At least 942 workers who are members of the Kenya Building, Construction, Timber, Furniture and Allied Industries Employees Union (KBCFTAIE), one of BWI’s affiliate in Kenya have been on strike since 25 July to protest against unfair practices and bad working conditions at Thwake Dam project contracted by M/S China Gezouba Group.
The union has repeatedly questioned the Chinese employer about a series of workers’ grievances that include low pay, arbitrary dismissals, lack of toilets, drinking water, Personal Protective Equipment, job grading, off days, abusive language and sexual harassment by the Chinese supervisors.

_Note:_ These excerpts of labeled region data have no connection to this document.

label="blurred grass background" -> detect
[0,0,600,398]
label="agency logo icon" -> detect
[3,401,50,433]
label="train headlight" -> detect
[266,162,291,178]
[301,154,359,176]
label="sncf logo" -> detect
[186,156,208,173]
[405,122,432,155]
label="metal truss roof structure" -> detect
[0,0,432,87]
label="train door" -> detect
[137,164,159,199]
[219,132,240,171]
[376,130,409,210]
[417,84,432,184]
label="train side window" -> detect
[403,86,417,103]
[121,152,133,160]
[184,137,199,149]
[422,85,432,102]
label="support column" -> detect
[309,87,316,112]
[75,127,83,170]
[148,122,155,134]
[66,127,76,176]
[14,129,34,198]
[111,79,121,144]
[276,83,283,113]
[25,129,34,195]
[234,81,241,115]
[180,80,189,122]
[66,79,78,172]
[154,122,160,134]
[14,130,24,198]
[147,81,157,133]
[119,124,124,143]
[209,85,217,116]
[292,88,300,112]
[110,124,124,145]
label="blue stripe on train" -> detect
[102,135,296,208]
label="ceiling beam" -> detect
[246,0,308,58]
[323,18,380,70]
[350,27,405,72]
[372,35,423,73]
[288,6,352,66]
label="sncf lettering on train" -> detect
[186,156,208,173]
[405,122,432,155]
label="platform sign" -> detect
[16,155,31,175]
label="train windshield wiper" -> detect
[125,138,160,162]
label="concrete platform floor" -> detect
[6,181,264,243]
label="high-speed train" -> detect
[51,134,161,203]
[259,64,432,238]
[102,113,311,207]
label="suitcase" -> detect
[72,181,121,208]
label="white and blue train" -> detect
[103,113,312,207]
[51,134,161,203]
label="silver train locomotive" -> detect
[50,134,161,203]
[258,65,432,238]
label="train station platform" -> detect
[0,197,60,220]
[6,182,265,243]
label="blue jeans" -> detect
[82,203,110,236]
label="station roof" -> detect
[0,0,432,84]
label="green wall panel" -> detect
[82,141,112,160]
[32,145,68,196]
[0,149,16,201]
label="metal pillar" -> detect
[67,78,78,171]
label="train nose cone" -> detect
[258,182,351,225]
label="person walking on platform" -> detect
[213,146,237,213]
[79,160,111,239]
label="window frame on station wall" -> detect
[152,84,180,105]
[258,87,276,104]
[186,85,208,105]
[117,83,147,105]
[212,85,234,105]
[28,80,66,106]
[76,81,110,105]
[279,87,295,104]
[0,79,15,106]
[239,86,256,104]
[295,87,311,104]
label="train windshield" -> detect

After five days into the strike a multi-agency meeting was held at the work place bringing together the government, Ministry of Water and Irrigation and China Gezouba Group. Although a solution was reached unfortunately there were no input or consultations with the union or workers leading to workers continuing not only the strike but also protest against so-called agreement.
During these protest, KBCFTAIE officials and workers’ representatives of Thwake dam were briefly arrested by the Police and released on 30 July for intimidation. despite this, the workers are determined to fight with the support of their union, KBCFTAIE against unfair practices and bad working conditions at the work site. The strike is still on until further notice.
Joe Macharia the deputy General Secretary of KBCFTAIE stated, “We sent a letter to the African Develpment Bank and the government of Kenya about the grievances of our members at Thwake Dam project. We have not yet received any reaction from them apart from intimidation by the Police. We will continue to support our members in their struggle for their rights.”
The Thwake Multi-purpose Water Development Program comprises a multi-purpose dam for water supply, hydropower generation, and irrigation development. The Phase One of the project is funded by the government of Kenya at 178.95 million $USD while the African Development Bank is contributing 90 million $USD. About 7,690 jobs are expected to be created by the end of the project which is to be completed by 2022.